Nelson Nery Junior, ao enfrentar a questão, menciona o Enunciado 288 do Supremo Tribunal Federal [08] e afirma: "caso falte alguma peça obrigatória ao instrumento do agravo, ou se das peças existentes não se puder extrair e apreender o conteúdo da controvérsia, o agravo não pode ser conhecido, por irregularidade formal". [09]

É exatamente neste ponto que se esbarra o acórdão do Recurso Especial nº 1.035.445-BA em exame. Segundo o voto do Ministro Relator João Otávio de Noronha, houve possibilidade de entendimento da controvérsia ainda que a decisão debatida não esteja na íntegra nos autos do agravo de instrumento. Desta forma, conforme o ensinado por Nelson Nery Junior, se for possível "apreender o conteúdo da controvérsia" deve ser conhecido o agravo de instrumento.

Observa o Ministro Relator que, no caso dos autos, faltou uma das folhas da decisão agravada, mas o Tribunal de Justiça considerou que, mesmo sem essa folha, compreendia a tese e dele conheceu. Neste contexto, a Turma do STJ, por maioria, deu provimento ao recurso especial, entendendo que a norma é cogente, legal e obrigatória, além de que, com base em precedentes do Superior Tribunal, entende-se por peça obrigatória a integralidade da peça. Logo, se falta alguma página, evidentemente, não estaria satisfeito o requisito legal.

Ficou vencido o Ministro Relator que, com base também em precedente de relatoria do Min. Sálvio Figueiredo Teixeira (REsp 299-RJ, DJ 21/10/1989), entendia que, se o Tribunal de Justiça sentiu-se habilitado a julgar com a ausência dessa peça, não se poderia impedi-lo de fazer justiça no caso concreto. Ainda defendeu que pequenos vícios na formação do instrumento sem um mínimo potencial lesivo – com o perfeito entendimento da tese ali deduzida – não poderia merecer do Judiciário rigor excessivo a ponto de inviabilizar o exame do direito material em litígio, sob pena de privilegiar-se a forma em detrimento do conteúdo (Precedente citado: REsp 674.214-SP, DJ 1°/8/2005).

Portanto, embora o Superior Tribunal de Justiça tenha preservado seu entendimento predominante (não conhecimento de agravo de instrumento ante a ausência de peça obrigatória), surgiu posição divergente dentro do Tribunal, apontando para uma maior flexibilização das exigências processuais, e levando em consideração o objetivo principal do processual, qual seja a prestação jurisdicional.

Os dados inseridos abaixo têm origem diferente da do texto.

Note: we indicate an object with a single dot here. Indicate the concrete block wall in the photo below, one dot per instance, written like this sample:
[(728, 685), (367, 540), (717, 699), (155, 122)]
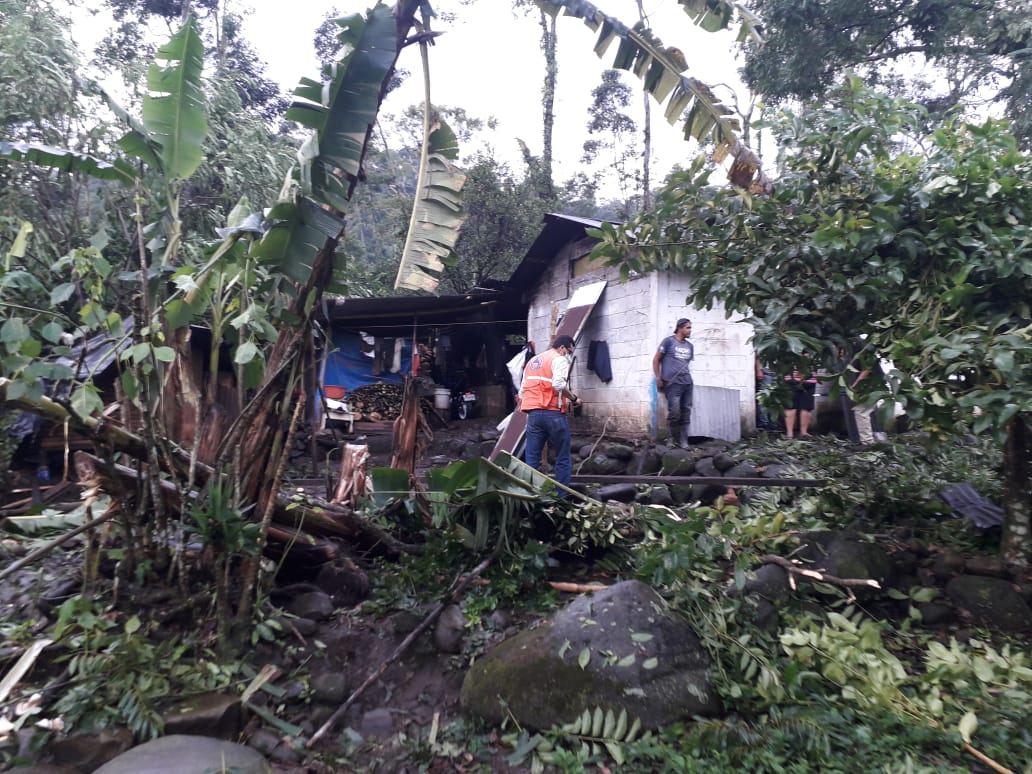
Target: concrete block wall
[(633, 318)]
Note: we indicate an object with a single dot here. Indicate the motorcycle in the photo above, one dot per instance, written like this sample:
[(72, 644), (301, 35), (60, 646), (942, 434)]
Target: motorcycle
[(463, 402)]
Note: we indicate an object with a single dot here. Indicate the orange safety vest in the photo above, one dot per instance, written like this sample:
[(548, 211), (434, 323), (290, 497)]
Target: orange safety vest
[(538, 390)]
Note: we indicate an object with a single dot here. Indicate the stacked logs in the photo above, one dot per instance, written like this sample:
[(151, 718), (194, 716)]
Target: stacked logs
[(377, 401)]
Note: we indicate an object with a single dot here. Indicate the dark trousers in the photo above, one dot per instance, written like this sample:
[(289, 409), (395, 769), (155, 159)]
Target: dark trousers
[(678, 409), (551, 426)]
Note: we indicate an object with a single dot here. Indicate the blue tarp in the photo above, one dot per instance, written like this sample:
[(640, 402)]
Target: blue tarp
[(348, 366)]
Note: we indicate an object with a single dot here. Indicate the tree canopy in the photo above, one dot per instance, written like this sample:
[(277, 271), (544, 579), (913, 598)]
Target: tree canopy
[(877, 240), (978, 53)]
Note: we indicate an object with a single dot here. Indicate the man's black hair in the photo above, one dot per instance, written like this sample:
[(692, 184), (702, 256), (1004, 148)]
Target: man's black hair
[(567, 342)]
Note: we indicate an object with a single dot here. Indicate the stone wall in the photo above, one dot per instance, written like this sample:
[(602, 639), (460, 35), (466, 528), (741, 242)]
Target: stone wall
[(633, 318)]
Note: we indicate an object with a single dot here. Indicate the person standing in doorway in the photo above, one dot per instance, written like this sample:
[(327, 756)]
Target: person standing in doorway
[(672, 367), (801, 404), (545, 397)]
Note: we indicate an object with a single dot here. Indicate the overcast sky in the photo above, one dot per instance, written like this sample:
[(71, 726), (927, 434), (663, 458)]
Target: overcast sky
[(488, 62)]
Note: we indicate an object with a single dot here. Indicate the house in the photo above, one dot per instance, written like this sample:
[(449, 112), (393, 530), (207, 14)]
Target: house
[(632, 318), (463, 339)]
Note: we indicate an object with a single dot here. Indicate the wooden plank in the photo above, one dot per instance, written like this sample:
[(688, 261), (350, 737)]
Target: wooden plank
[(579, 309), (720, 480)]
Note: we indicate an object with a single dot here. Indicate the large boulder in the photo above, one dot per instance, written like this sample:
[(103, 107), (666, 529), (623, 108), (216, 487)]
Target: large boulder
[(620, 648), (181, 753), (993, 602)]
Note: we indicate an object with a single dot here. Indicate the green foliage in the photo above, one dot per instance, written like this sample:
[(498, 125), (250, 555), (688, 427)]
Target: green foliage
[(119, 676), (982, 46), (591, 737)]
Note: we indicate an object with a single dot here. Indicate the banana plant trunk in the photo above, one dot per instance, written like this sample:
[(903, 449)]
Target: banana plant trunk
[(1016, 545)]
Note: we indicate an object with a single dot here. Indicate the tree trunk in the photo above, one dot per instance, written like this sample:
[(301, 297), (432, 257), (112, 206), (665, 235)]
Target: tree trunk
[(646, 134), (548, 47), (1017, 540)]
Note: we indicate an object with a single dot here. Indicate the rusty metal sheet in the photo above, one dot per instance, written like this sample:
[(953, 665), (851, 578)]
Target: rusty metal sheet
[(579, 309)]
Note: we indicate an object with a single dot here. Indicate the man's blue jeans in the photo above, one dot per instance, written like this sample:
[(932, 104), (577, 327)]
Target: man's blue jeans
[(552, 426), (678, 407)]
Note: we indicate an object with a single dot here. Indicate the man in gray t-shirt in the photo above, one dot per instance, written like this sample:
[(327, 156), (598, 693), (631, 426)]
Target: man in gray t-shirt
[(672, 367)]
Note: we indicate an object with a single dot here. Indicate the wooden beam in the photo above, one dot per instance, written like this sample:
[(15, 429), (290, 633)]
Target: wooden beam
[(706, 480)]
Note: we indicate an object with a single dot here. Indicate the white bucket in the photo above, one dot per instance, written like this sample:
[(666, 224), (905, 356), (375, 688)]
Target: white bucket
[(442, 398)]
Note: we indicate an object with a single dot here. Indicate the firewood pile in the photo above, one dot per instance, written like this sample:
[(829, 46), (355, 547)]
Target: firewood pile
[(377, 401)]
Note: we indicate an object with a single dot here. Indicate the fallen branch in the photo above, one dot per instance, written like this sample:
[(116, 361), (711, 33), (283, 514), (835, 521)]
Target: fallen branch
[(988, 761), (460, 584), (45, 549), (795, 568), (577, 588)]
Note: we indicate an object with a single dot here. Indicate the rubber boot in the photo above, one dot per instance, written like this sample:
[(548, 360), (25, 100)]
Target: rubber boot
[(685, 432)]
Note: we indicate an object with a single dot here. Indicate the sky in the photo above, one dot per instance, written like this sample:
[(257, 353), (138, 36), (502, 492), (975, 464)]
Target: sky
[(488, 62)]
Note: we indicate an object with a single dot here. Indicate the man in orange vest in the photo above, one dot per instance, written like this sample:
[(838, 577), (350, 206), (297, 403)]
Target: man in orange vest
[(545, 397)]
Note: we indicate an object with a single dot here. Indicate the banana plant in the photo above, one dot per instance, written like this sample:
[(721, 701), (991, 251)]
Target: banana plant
[(660, 69)]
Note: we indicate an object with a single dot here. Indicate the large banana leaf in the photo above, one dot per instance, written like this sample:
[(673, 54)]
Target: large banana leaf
[(660, 69), (713, 15), (343, 111), (174, 108), (437, 217), (341, 115), (66, 161)]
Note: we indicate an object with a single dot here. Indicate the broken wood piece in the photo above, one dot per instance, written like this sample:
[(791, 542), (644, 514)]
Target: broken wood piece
[(22, 667), (577, 588), (458, 587), (795, 569)]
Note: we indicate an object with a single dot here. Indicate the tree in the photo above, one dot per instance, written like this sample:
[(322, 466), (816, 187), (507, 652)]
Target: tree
[(978, 52), (611, 134), (878, 240), (504, 217)]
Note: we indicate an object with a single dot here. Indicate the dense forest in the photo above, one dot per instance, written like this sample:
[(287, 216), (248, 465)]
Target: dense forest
[(162, 194)]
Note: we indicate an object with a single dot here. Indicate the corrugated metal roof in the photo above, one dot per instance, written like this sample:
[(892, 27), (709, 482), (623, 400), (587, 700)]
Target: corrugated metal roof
[(558, 230)]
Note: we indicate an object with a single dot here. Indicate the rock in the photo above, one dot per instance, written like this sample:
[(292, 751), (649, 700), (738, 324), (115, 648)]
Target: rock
[(706, 466), (947, 563), (618, 451), (620, 648), (994, 567), (843, 556), (449, 631), (743, 471), (377, 723), (344, 581), (304, 626), (935, 613), (90, 750), (681, 493), (659, 495), (770, 581), (723, 462), (264, 740), (645, 462), (601, 464), (619, 492), (992, 601), (187, 754), (208, 714), (315, 605), (679, 462), (329, 686), (707, 493), (500, 619)]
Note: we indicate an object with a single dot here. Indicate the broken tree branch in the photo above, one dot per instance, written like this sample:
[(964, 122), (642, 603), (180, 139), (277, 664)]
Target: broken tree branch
[(795, 568), (458, 587)]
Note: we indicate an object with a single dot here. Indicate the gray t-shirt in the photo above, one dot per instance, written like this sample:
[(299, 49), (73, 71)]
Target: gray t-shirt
[(674, 367)]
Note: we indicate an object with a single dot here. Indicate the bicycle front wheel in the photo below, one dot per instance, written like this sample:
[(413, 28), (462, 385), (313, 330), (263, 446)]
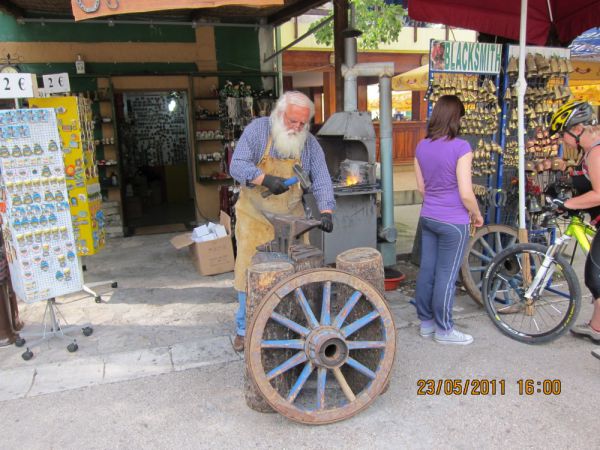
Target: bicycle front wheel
[(551, 311)]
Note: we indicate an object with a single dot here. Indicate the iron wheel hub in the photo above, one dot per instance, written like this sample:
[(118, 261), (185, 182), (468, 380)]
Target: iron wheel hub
[(326, 347)]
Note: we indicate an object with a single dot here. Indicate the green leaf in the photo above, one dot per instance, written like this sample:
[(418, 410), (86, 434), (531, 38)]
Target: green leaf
[(379, 22)]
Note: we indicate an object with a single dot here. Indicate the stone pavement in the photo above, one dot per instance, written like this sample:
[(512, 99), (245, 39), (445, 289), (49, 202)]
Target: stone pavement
[(163, 318)]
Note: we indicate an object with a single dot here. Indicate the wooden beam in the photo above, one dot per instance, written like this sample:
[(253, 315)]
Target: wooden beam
[(340, 23), (362, 100), (328, 94), (317, 97), (294, 9), (11, 9)]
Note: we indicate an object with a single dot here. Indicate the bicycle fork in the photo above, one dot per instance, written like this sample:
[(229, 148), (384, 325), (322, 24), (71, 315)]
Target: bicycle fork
[(544, 273)]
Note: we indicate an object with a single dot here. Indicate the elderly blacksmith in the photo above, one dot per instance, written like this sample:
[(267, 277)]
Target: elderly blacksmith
[(263, 159)]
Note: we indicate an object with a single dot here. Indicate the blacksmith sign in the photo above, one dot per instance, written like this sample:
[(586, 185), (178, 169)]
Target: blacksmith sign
[(469, 57)]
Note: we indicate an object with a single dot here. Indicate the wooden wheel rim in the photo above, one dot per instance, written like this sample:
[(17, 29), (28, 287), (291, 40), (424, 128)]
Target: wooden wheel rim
[(262, 316)]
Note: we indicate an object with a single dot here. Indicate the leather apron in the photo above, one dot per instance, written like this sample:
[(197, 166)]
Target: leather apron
[(252, 228)]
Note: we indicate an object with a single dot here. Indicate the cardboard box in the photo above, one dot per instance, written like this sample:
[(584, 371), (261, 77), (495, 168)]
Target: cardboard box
[(210, 257)]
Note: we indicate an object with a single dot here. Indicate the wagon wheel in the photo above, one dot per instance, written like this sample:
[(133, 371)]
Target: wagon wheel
[(340, 349), (482, 247)]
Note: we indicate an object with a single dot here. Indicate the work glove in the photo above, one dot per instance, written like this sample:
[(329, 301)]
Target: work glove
[(558, 205), (275, 184), (326, 222)]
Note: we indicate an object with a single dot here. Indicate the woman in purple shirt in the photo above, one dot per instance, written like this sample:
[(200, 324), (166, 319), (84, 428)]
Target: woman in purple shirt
[(443, 170)]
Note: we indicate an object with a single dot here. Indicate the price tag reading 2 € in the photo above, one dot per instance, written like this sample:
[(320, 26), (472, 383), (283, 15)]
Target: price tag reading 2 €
[(56, 83), (18, 85)]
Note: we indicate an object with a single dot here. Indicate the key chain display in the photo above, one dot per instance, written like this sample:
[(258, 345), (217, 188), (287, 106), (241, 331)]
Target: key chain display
[(36, 218), (76, 129)]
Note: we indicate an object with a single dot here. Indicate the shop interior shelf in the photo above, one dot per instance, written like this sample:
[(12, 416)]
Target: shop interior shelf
[(204, 179)]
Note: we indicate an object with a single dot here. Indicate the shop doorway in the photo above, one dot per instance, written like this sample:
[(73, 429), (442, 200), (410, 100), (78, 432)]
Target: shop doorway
[(155, 153)]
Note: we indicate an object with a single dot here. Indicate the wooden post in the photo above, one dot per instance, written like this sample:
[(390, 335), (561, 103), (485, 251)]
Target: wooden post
[(261, 278), (340, 23), (367, 264)]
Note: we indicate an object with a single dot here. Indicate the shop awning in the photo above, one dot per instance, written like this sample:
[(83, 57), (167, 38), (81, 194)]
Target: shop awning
[(103, 9), (569, 18), (254, 12), (413, 80)]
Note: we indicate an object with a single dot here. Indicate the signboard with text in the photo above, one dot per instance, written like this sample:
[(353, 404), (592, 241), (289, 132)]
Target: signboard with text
[(56, 83), (468, 57), (18, 85)]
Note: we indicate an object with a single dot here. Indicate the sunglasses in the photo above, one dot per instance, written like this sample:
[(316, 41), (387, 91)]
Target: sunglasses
[(295, 123)]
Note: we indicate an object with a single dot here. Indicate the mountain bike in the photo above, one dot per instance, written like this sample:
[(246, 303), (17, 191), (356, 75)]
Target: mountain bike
[(530, 291)]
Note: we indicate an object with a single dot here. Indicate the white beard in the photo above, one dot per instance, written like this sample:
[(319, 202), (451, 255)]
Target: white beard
[(289, 143)]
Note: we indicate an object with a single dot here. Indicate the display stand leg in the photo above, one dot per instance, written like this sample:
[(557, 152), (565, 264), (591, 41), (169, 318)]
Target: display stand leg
[(53, 325), (87, 287)]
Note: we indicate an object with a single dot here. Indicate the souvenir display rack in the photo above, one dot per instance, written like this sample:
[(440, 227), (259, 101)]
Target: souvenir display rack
[(76, 129), (219, 117), (476, 82), (36, 220), (546, 73)]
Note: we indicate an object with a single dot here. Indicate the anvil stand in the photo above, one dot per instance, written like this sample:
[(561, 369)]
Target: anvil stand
[(54, 325), (87, 287)]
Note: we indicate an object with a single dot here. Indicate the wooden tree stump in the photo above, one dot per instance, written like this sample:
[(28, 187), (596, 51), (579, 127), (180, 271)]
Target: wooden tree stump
[(364, 262), (367, 264), (261, 278)]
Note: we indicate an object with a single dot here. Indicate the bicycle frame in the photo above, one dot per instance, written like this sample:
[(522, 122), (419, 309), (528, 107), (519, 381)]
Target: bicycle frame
[(577, 229)]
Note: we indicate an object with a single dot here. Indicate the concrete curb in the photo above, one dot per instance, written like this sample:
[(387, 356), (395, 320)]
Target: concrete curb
[(43, 379)]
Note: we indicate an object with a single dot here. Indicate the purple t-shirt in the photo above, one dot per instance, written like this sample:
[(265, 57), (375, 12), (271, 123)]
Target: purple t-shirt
[(437, 160)]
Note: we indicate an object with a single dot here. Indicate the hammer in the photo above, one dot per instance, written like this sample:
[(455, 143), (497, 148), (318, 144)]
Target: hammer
[(300, 177)]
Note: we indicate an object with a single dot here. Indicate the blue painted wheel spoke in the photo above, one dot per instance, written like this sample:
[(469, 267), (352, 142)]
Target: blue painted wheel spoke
[(359, 345), (296, 327), (347, 309), (294, 344), (321, 383), (487, 246), (326, 307), (298, 358), (361, 368), (299, 384), (358, 324), (310, 317), (481, 256)]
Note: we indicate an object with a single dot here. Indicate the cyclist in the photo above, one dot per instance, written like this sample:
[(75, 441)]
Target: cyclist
[(577, 125)]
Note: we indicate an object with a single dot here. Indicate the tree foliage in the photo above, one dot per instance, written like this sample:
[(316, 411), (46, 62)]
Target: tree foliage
[(379, 22)]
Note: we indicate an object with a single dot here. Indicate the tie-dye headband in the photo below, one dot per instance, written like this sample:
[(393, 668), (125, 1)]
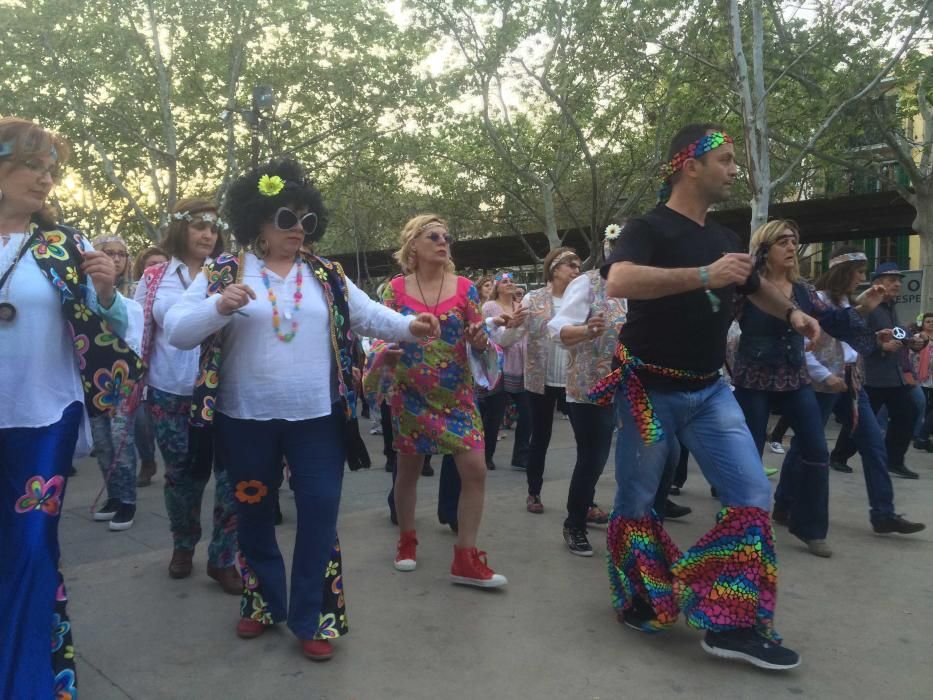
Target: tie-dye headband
[(848, 257), (696, 149), (561, 258)]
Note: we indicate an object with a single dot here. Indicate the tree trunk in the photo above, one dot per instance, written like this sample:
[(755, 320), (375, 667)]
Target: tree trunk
[(923, 225), (550, 218)]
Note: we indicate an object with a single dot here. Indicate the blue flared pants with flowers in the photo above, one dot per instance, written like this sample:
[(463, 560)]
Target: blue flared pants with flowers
[(33, 465), (315, 451)]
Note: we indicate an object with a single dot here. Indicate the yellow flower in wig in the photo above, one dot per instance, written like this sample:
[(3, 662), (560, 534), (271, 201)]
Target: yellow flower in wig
[(270, 185)]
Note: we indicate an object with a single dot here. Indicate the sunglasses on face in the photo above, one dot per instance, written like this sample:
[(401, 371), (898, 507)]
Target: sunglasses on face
[(40, 169), (285, 220), (436, 237)]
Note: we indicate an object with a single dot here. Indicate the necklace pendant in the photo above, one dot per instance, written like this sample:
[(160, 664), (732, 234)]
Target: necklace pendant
[(7, 312)]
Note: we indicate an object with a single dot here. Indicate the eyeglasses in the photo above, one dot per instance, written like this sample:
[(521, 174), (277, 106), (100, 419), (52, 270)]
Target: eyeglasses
[(436, 237), (40, 169), (285, 220)]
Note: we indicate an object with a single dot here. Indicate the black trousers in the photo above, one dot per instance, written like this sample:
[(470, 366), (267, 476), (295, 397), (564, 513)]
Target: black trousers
[(542, 419), (492, 411), (592, 431), (902, 415)]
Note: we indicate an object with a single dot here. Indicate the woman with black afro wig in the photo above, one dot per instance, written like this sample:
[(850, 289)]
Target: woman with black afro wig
[(246, 208), (276, 327)]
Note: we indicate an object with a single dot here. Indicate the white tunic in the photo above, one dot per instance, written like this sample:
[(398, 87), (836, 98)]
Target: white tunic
[(261, 377), (39, 375), (170, 369)]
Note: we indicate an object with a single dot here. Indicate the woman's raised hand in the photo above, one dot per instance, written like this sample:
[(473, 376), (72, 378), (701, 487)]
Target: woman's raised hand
[(233, 298), (425, 325)]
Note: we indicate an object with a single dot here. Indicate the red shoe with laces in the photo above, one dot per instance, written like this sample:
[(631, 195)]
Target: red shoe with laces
[(317, 649), (248, 629), (405, 554), (470, 569)]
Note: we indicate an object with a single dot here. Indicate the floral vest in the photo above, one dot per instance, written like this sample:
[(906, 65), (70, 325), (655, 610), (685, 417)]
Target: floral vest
[(540, 312), (222, 272), (592, 360), (109, 369)]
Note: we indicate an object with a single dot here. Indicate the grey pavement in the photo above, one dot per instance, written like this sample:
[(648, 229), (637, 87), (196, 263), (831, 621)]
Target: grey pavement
[(860, 620)]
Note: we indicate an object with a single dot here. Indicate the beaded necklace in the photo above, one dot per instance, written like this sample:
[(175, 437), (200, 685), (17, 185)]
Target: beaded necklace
[(293, 316)]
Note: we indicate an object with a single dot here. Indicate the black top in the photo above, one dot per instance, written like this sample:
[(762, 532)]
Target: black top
[(678, 331)]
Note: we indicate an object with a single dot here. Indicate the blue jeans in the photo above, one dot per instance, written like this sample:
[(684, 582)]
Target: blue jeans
[(33, 465), (869, 440), (592, 431), (710, 424), (315, 450), (804, 480)]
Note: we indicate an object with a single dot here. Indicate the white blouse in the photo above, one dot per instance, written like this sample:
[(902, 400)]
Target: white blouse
[(170, 369), (39, 375), (261, 377)]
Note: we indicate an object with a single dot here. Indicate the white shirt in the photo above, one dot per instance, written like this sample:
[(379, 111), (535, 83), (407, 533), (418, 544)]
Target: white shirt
[(170, 369), (816, 369), (557, 355), (261, 377), (39, 376)]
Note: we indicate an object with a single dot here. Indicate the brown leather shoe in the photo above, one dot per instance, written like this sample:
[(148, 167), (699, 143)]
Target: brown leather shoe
[(228, 577), (180, 566), (147, 470)]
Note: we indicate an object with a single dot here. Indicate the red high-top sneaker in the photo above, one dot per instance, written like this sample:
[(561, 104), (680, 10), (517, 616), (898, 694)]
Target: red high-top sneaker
[(470, 569), (405, 556)]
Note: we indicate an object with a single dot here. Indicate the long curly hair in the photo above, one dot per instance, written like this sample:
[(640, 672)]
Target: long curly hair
[(245, 208)]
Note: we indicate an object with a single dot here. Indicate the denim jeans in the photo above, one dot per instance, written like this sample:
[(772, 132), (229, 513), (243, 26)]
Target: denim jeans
[(711, 425), (315, 450), (592, 430), (804, 480), (870, 443), (115, 449)]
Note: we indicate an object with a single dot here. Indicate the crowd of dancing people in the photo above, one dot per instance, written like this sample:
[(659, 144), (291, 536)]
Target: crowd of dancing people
[(243, 355)]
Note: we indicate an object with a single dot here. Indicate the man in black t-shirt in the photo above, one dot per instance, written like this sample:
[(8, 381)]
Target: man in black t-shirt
[(679, 272)]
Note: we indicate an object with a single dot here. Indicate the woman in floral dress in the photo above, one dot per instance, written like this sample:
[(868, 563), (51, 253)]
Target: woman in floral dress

Dois valores se contrapõem: a legalidade das formas e a flexibilização do processo, para garantir maior acesso à justiça.

Importante ressaltar que as recentes reformas na legislação processual civil trouxeram algumas possibilidades de flexibilização das formas processuais (por exemplo, com a fungibilidade na interposição de recurso de apelação ou agravo de instrumento das decisões previstas no artigo 267 – extinção do processo sem julgamento de mérito), além de possibilitar a correção de vícios formais, desde que passíveis de reforma.

É caso do artigo 515, §4º do CPC, introduzido pela Lei 11.276/2006, que dispõe "constatando a ocorrência de nulidade sanável, o tribunal poderá determinar a realização ou renovação do ato processual, intimadas as partes; cumprida a diligência, sempre que possível prosseguirá o julgamento da apelação".

No caso do recurso de agravo de instrumento, discute-se a aplicação subsidiária deste artigo, pois já se discutiu sobre a impossibilidade de conversão do julgamento em diligência.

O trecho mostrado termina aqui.